ただ、「パナソニックの〇〇さん」のような主語を用いることで、個人の想いが仕事に入っているのを、コンテンツで伝えるのはとてもいいことだと思っているし、社内の評価も高いですね。
展示会の記事を読んでくれたほかのメンバーから、「技術展の話が若手社員に響くので、書いてほしい」と声をかけてもらったりと、いい循環が生まれています。
例えば最近だと、「Game Changer Catapult(ゲームチェンジャー・カタパルト)」という組織を紹介した記事が好評でした。この組織では、いい意味での公私混同が起きています。自分の人生で興味のあるものを仕事に直結させ、ソリューションを生み出していく。そんなメンバーたちにフォーカスした記事を数本執筆しました。

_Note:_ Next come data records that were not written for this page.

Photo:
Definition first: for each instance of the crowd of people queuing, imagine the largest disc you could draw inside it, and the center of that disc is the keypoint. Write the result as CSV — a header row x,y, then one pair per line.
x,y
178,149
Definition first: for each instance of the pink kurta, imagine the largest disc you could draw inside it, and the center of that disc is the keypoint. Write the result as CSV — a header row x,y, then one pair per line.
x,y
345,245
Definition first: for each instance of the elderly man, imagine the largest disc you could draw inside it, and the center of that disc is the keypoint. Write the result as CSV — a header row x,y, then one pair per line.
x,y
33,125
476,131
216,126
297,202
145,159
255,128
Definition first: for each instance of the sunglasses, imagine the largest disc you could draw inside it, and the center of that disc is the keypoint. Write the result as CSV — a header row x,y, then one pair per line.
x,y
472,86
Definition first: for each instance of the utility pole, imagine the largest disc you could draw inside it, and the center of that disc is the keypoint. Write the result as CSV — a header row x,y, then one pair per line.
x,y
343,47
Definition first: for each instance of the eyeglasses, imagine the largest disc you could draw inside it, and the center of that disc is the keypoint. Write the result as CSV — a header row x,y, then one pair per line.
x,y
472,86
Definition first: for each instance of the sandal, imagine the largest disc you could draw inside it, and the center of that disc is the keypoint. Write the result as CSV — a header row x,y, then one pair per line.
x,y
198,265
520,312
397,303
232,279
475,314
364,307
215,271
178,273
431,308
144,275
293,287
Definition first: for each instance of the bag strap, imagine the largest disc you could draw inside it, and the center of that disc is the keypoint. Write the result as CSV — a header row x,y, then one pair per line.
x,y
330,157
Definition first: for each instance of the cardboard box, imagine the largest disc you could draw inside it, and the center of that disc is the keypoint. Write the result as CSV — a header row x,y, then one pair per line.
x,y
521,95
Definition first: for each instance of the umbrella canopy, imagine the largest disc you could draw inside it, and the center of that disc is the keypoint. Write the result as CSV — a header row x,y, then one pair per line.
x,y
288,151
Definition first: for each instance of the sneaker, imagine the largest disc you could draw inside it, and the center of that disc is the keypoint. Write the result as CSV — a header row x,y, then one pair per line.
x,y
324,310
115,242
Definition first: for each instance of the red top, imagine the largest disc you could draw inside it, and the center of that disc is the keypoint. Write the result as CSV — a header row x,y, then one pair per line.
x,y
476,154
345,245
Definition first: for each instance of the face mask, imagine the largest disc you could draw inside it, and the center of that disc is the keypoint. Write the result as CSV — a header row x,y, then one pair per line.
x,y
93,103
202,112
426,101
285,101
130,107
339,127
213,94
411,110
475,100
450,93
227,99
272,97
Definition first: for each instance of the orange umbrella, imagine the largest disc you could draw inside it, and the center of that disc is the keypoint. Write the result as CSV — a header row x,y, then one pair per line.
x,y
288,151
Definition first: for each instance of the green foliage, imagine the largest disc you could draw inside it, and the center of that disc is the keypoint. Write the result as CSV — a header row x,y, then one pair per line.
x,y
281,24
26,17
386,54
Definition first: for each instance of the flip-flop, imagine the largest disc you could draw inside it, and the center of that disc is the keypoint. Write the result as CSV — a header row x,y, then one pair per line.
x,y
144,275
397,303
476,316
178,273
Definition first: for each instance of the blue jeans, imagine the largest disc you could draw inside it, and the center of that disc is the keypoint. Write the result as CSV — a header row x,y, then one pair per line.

「こんな社員がいるなら、一緒にこんなことをやりたい」「こんな技術あるなら、一緒に違うこともしたい」など、新しい刺激を記事から与えられたらうれしいです。
ーー今後、どんなアカウントにしていきたいですか?
串田 コール アンド レスポンスを生めるアカウントにしていきたいです。
noteは読者と近い距離で発信でき、コミュニケーションをしっかりできます。少しフランクに誠実に語りかけながら、読者に考えるきっかけを提供し、発信を促せるような関係性を構築していきたいです。
そのためには、皆さんに反応していただけるだけの私たちの想いを、より丁寧に強くお届けしていきたいと思います。